May 2023 :: Real Estate News


May 8, 2023 – Last week, the Fed enacted its 10th rate hike in its battle against inflation. They hinted that it may be the last but reiterated that much depends on incoming data as uncertainty on the health of the banking system and the overall economy amounts. Despite recent challenges, the labor market remains solid and added more jobs than expected. However, fewer job openings suggest that the 2-year labor shortage is beginning to normalize. Total construction spending increased, though single-family outlays continued to weigh on residential spending, which dipped for the tenth month in a row. Fortunately, California’s population decline slowed last year as births stabilized, deaths decreased, and foreign immigration rebounded.

 

Market activity picks up late into the spring home-buying season, tight inventory remains a challenge: According to C.A.R.’s monthly member survey, market activity is gradually increasing as is typical this time of the year. The share having listing appointments, entering escrow, and closing escrow all increased from the previous month. In fact, new escrows (22.7%) and closed sales (23.3%) were at their highest levels in seven and nine months, respectively. That said, while listing appointment rose from the previous month, the share of those who actually listed a property was unchanged from the previous month at 18.3% - highlighting the current headwinds for new listings and exacerbating the incredibly tight inventory in the resale market. Limited options for buyers created greater competition and more than one-third of REALTORS® witnessed 5+ offers made on a home – the biggest share in eleven months.

 

Total spending advances despite heightened economic uncertainty: Construction spending inched up 0.3% during March, translating to a 3.8% year-over-year gain. However, the increase in overall spending masked diverging trends between residential and nonresidential sectors as the improvement in the latter outweighed yet another decline in the former.
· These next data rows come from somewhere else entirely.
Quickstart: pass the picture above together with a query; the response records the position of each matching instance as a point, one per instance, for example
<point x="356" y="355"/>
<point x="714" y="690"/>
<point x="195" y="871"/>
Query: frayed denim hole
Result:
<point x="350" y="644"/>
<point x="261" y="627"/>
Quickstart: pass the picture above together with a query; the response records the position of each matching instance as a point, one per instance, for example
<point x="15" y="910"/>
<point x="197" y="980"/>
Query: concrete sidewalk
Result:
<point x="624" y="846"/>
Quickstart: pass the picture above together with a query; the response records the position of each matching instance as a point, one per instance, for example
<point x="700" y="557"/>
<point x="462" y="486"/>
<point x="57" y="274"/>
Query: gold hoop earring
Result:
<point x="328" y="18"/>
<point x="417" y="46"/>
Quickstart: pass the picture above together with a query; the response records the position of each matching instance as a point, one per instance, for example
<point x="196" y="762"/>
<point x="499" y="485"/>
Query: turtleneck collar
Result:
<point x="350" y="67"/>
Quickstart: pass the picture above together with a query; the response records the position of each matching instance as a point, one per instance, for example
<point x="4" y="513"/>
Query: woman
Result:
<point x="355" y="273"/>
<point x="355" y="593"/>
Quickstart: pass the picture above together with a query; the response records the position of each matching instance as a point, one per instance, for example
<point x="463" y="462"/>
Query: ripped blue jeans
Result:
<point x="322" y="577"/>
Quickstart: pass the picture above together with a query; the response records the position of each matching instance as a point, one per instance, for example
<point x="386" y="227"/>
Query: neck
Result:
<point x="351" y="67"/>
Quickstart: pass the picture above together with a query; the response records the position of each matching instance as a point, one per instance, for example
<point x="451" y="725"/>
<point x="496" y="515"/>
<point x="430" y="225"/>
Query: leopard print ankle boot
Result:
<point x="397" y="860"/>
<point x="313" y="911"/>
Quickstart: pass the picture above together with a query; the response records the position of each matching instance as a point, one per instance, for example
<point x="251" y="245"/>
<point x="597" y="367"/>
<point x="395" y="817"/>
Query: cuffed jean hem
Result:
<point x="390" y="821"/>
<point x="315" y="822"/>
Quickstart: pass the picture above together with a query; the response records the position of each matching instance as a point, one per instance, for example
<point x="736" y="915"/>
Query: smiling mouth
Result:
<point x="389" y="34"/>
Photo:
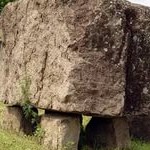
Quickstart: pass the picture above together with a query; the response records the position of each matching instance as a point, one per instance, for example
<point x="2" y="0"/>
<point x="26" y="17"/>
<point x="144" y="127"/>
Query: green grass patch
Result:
<point x="14" y="141"/>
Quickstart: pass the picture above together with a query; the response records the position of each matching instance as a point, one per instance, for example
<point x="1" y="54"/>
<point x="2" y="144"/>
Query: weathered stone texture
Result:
<point x="13" y="119"/>
<point x="85" y="56"/>
<point x="140" y="127"/>
<point x="107" y="133"/>
<point x="61" y="131"/>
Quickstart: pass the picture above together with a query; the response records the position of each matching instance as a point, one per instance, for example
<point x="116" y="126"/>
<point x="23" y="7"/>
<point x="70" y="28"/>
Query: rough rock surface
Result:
<point x="13" y="119"/>
<point x="140" y="127"/>
<point x="107" y="133"/>
<point x="61" y="131"/>
<point x="84" y="56"/>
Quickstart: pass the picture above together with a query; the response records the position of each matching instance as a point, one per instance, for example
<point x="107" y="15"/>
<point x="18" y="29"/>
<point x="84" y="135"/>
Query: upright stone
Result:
<point x="140" y="127"/>
<point x="61" y="131"/>
<point x="85" y="56"/>
<point x="107" y="133"/>
<point x="13" y="119"/>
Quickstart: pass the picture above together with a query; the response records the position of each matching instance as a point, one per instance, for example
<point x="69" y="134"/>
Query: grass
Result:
<point x="13" y="141"/>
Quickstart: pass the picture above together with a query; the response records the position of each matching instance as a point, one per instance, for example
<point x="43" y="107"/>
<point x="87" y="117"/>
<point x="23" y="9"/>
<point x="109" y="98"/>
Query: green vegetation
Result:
<point x="3" y="3"/>
<point x="13" y="141"/>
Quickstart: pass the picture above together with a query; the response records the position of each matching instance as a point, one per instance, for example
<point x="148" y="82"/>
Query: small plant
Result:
<point x="69" y="146"/>
<point x="39" y="132"/>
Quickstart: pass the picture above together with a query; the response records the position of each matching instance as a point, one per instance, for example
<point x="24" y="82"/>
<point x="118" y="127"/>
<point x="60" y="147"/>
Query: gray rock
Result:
<point x="61" y="131"/>
<point x="140" y="127"/>
<point x="85" y="56"/>
<point x="13" y="119"/>
<point x="107" y="133"/>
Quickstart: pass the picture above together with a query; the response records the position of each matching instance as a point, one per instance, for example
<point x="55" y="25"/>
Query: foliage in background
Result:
<point x="3" y="3"/>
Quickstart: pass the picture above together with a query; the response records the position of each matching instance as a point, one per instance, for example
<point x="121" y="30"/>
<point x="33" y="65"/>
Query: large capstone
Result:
<point x="85" y="56"/>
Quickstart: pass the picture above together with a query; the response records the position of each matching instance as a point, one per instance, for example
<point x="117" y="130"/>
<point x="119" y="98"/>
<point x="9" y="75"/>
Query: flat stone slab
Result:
<point x="87" y="57"/>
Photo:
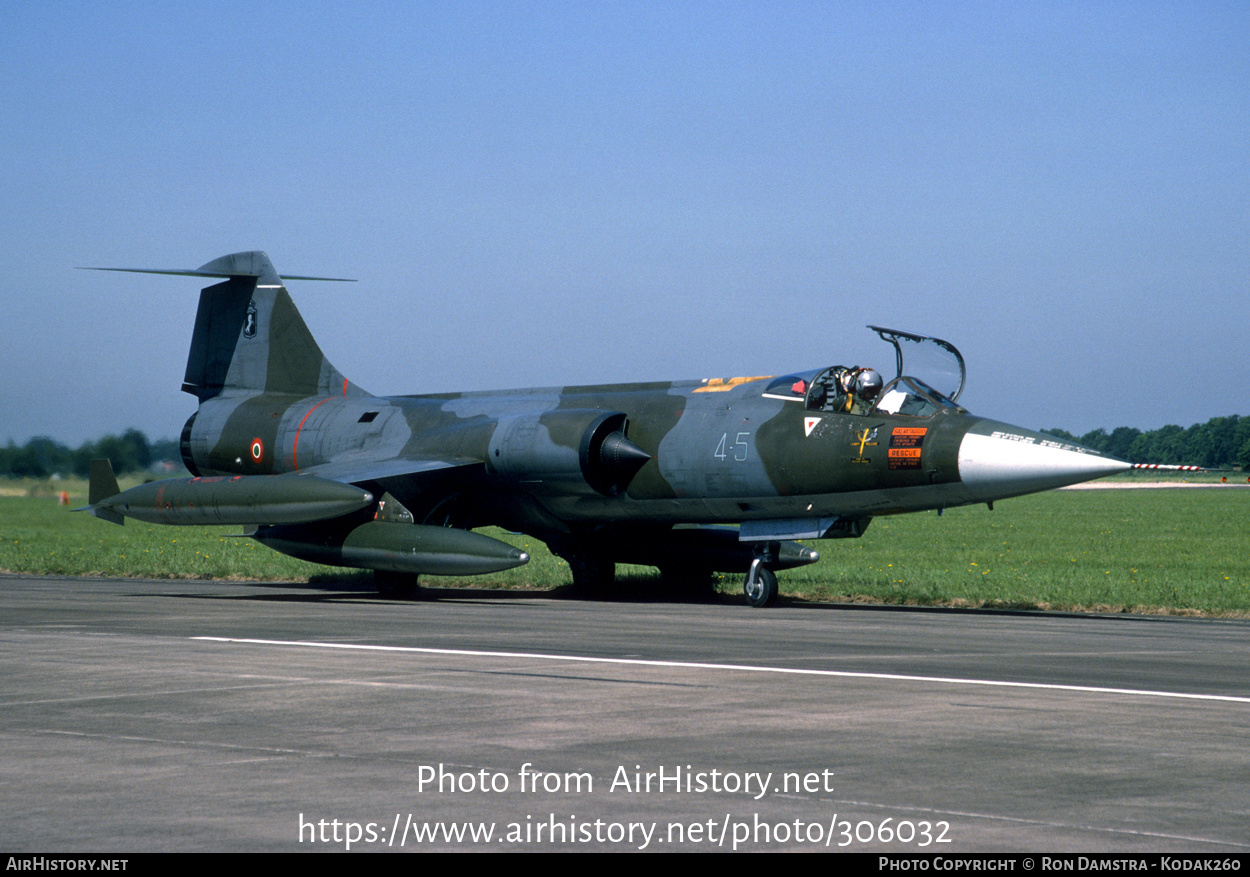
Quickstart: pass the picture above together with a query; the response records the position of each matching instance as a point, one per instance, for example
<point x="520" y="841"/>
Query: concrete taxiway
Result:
<point x="190" y="715"/>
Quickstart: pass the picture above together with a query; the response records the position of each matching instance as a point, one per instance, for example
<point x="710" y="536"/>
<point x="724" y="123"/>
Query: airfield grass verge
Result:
<point x="1144" y="551"/>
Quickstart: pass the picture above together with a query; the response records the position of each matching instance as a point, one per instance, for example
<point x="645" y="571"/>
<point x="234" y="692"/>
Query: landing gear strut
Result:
<point x="761" y="584"/>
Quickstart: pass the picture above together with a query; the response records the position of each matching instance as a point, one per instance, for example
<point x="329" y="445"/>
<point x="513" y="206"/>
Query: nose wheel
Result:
<point x="761" y="585"/>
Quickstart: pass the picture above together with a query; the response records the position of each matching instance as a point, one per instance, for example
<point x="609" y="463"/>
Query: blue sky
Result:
<point x="534" y="194"/>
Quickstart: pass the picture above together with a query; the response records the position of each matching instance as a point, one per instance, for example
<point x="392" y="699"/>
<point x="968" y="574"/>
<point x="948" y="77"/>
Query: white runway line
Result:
<point x="736" y="667"/>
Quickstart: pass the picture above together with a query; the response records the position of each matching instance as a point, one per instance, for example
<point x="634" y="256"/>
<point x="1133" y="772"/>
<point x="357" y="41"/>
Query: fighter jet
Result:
<point x="694" y="477"/>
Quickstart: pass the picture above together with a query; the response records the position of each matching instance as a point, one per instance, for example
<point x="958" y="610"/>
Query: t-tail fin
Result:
<point x="249" y="336"/>
<point x="103" y="486"/>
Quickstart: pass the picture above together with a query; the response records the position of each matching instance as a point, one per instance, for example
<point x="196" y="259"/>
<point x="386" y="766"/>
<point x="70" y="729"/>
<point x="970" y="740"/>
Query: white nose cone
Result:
<point x="996" y="461"/>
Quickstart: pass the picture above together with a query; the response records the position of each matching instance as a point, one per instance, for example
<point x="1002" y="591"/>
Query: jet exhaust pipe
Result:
<point x="395" y="547"/>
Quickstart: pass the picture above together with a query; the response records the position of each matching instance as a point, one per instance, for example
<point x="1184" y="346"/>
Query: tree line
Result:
<point x="1220" y="442"/>
<point x="43" y="457"/>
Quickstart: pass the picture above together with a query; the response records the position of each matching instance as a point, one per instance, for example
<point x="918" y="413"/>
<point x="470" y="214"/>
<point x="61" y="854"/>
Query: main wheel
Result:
<point x="396" y="585"/>
<point x="760" y="586"/>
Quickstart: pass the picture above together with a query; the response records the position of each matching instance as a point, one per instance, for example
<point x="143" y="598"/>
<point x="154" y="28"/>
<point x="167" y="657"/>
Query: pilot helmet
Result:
<point x="868" y="385"/>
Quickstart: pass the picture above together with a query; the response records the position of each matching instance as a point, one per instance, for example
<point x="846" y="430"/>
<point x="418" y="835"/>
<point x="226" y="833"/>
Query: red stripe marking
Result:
<point x="295" y="445"/>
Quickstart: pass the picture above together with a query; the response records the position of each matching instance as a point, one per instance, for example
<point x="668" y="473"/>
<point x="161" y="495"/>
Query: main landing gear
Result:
<point x="761" y="585"/>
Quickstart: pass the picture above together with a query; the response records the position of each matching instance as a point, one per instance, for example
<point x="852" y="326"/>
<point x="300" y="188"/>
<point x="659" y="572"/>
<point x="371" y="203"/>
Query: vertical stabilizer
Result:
<point x="250" y="336"/>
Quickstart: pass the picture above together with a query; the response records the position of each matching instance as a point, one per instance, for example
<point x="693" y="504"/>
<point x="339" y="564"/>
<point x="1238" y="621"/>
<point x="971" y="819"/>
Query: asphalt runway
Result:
<point x="191" y="715"/>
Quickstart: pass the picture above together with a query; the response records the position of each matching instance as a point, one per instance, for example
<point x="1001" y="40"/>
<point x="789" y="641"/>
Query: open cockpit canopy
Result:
<point x="933" y="381"/>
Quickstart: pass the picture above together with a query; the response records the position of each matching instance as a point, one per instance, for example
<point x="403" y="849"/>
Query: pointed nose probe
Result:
<point x="999" y="460"/>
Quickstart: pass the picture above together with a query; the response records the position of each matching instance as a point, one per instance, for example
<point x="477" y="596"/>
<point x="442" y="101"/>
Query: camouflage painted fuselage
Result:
<point x="603" y="474"/>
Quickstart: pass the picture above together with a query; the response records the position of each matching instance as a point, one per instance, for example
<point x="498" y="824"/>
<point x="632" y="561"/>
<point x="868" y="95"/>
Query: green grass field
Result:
<point x="1101" y="550"/>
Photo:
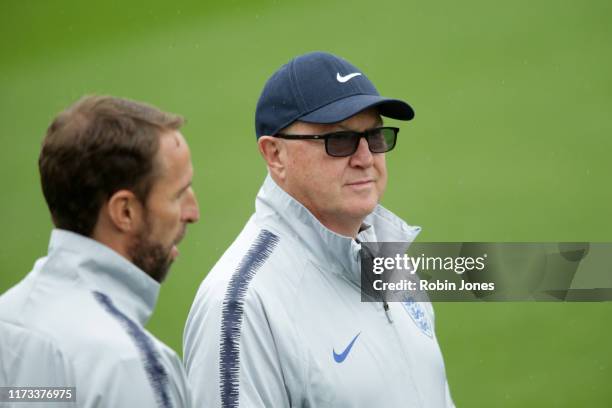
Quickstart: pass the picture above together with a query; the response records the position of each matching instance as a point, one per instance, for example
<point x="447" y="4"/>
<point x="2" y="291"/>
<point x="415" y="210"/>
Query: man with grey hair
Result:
<point x="116" y="175"/>
<point x="279" y="320"/>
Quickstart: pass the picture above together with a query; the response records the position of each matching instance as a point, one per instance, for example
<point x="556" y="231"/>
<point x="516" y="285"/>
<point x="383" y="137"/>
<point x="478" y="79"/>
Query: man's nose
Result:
<point x="363" y="156"/>
<point x="191" y="212"/>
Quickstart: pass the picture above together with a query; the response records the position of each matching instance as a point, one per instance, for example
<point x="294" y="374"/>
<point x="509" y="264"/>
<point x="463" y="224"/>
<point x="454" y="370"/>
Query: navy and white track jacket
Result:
<point x="76" y="320"/>
<point x="279" y="321"/>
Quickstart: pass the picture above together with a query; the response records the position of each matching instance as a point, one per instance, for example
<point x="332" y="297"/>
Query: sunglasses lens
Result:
<point x="382" y="140"/>
<point x="342" y="145"/>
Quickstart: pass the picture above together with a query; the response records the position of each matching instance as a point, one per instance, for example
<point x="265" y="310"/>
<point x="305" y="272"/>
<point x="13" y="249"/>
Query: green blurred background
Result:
<point x="511" y="142"/>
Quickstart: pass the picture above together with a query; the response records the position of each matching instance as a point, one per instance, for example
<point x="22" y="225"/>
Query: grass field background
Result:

Residential spending recorded its 10th consecutive monthly decline, dipping 0.2% during the month and maintaining its pace below last year levels by 9.8%. And, while multi-family and home improvement spending rose during the month, single-family activity continues to be the biggest drag on residential spending, decreasing 0.8% from February and running 22.9% behind a year ago. Builders cited high interest rates, inflation, and higher development costs as impediments to growth.

 

Fed raises rates by 25 bps and hints a potential end to hikes: The central bank’s Federal Open Market Committee (FOMC) approved its 10th interest rate hike of its benchmark borrowing rate by 0.25 percentage point, which takes the fed funds rate to a target range of 5%-5.25%. This is the highest the Fed Funds Rate has been since August 2007. After a little over a year of consecutive rate hikes the FOMC subtly suggested that the current tightening cycle has perhaps come to an end. However, with lingering concerns over economic growth and recent banking turmoil has rattled nerves on Wall Street and Main Street so it is not clear whether the Fed will truly pause here. The Fed acknowledged that while inflation has moderated somewhat, inflation is still the primary focus and pressures continues to run high. For that matter the path ahead will be dependent on incoming data and financial conditions.

 

Labor market remains tight despite recent directional slowdown: The U.S. economy added another solid 253K jobs to its payroll in April. While hiring in February and March were revised downward taking some steam away from the last couple of reports, the three-month average remains at a robust 222K pace. The ongoing strength of hiring is keeping the labor market tight even as the supply picture has improved in recent months. The labor force participation rate was essentially unchanged in April and the unemployment rate fell to 3.4%, on par with a 53-year low. However, hiring momentum has slowed and job openings have been trending lower, which suggests that the Fed’s intervention is beginning to cause the roughly 2-year labor shortage to normalize.

 

California’s population decline slows while housing grows: According to the California Dept. of Finance, the state’s population is estimated at 38,940,231 people as of the beginning of the year. Stable births, fewer deaths, and a rebound in foreign immigration were all factors that slowed California’s recent population decline in 2022. The 0.35% population decline for 2022, marked a slowdown compared to the recent decline during the pandemic between 2021 and 2022 were population decreased 0.53% or 207,800 persons. Meanwhile, statewide housing growth increased 0.85% in 2022 – the highest level since 2008. Although the ramped-up construction has helped, it is not enough to meet California’s population demands for housing to seriously reduce high rents and housing prices.